Genetic Algorithm with Graph Representation

Molecules

One approach to drug design is to find molecules similar to good drugs. Ideally, a candidate replacement drug is sufficiently similar to have the same beneficial effect, but is different enough to avoid negative side effects. To use genetic algorithms for similarity-based drug discovery, we need a good similarity measure that can score any molecule. [Carhart, et al. 1985] defined such a similarity measure, all-atom-pairs-shortest-path, and searched a large database for molecules similar to diazepam. We used this similarity measure to evolve a population of molecules towards a target molecule.

JavaGenes uses undirected graphs to represent molecules. Vertices are typed by atomic element. Edges can be single, double, or triple bonds. Valence is enforced. Heavy atoms (non-hydrogen atoms) are explicitly represented by vertices, but hydrogen atoms are implicit; i.e., any heavy atom with an unfilled valence is assumed to be bonded to hydrogen atoms, but these are not represented in the data structure. Enforcing valence and ignoring hydrogen reduces the size of the search space.

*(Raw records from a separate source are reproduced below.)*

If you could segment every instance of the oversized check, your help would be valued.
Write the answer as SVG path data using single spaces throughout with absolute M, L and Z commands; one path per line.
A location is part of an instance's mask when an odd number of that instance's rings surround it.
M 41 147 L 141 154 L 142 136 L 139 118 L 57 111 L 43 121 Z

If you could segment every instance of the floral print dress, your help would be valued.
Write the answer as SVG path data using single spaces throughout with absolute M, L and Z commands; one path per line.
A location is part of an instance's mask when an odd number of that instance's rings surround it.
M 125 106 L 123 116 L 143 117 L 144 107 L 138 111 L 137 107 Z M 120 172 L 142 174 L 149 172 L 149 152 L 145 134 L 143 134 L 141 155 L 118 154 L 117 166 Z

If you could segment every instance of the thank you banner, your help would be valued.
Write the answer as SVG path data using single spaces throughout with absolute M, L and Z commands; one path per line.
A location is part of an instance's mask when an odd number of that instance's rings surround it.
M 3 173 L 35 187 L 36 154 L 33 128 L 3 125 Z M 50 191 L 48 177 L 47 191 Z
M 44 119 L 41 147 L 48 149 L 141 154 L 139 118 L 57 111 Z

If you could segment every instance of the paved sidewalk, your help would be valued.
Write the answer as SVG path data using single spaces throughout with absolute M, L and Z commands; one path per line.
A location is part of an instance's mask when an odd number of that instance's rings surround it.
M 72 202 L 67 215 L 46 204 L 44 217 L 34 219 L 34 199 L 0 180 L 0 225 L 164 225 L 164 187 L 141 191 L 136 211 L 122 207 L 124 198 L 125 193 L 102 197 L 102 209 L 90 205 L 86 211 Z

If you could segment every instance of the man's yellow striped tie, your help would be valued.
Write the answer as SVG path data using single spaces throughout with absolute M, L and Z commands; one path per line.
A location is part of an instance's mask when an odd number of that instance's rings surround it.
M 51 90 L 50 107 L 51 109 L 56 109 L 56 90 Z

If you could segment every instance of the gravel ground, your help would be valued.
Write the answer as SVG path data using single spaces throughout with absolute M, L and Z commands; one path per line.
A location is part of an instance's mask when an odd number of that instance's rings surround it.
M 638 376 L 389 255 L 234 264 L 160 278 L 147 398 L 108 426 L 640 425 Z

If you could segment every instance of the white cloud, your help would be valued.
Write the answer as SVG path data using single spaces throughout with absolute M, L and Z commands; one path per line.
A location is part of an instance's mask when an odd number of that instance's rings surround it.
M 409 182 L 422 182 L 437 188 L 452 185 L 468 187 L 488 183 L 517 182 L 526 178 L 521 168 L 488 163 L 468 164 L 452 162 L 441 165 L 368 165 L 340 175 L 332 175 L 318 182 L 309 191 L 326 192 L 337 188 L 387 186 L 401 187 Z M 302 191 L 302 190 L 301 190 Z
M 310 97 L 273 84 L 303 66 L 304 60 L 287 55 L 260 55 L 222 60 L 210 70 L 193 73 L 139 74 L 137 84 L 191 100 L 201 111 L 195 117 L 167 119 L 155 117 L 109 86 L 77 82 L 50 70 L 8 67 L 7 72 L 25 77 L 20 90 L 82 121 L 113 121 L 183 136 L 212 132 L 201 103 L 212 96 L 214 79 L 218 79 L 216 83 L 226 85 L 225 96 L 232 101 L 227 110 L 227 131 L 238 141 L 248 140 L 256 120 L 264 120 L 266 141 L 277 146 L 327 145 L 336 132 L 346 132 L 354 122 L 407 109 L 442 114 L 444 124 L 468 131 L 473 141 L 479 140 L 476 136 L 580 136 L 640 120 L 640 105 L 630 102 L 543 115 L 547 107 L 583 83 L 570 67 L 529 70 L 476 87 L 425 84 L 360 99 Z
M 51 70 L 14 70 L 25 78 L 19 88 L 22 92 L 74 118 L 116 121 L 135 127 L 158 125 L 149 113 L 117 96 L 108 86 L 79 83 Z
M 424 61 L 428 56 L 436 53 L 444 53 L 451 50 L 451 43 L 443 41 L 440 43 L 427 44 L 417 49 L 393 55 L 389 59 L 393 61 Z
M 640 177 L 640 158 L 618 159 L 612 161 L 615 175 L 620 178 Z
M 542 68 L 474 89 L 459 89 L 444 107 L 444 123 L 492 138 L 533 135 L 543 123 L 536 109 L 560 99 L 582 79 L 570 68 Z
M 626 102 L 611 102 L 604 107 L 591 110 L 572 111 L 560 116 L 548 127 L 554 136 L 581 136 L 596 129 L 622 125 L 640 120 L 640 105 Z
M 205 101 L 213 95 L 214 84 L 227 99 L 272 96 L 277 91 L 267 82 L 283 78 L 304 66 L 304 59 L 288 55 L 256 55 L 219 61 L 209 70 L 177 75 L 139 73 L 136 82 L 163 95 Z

Each individual in the initial population was generated by the following algorithm:

atoms = random number between half and twice the number in the target molecule

rings = random number between half and twice the number in the target molecule

while (true)

for some number of tries

choose first atom at random
for atoms-1

if possible, add random atom bonded (with random bond) to a random existing atom, respecting valence

for number of rings

if possible, add random bond between two randomly chosen atoms, respecting valence

if molecule has correct number of atoms and rings, return molecule

rings--

The random atoms were chosen with equal probability from the elements in the target molecule. Thus, the initial population of a run searching for cholesterol would have roughly equal numbers of carbon and oxygen atoms. The random bonds (single, double, or triple) were chosen with equal probability from the bond types in the target molecule. The last step (rings--) is necessary because it is possible to run out of empty valence before molecular construction is complete. Consider the case where the first atom is chlorine. If the second atom is also chlorine, the two chlorine atoms must share a single bond and the valence of both atoms will be filled, so no additional atoms may be added. If the random generation algorithm fails to make a molecule with the proper number of atoms and rings, then the algorithm tries again. Some choices of "atoms" and "rings" require a molecule with more rings than is possible given the number of atoms. Consider searching for cubane. If atoms = 4 and rings = 16, it is impossible to build a molecule that matches the specification. Therefore, after trying to generate a molecule several times, the algorithm will reduce the number of required rings by one and try again. Since all of the target molecules contain at least one element with a valence of two or more, there is no hard limit to the number of atoms that may be in a molecule.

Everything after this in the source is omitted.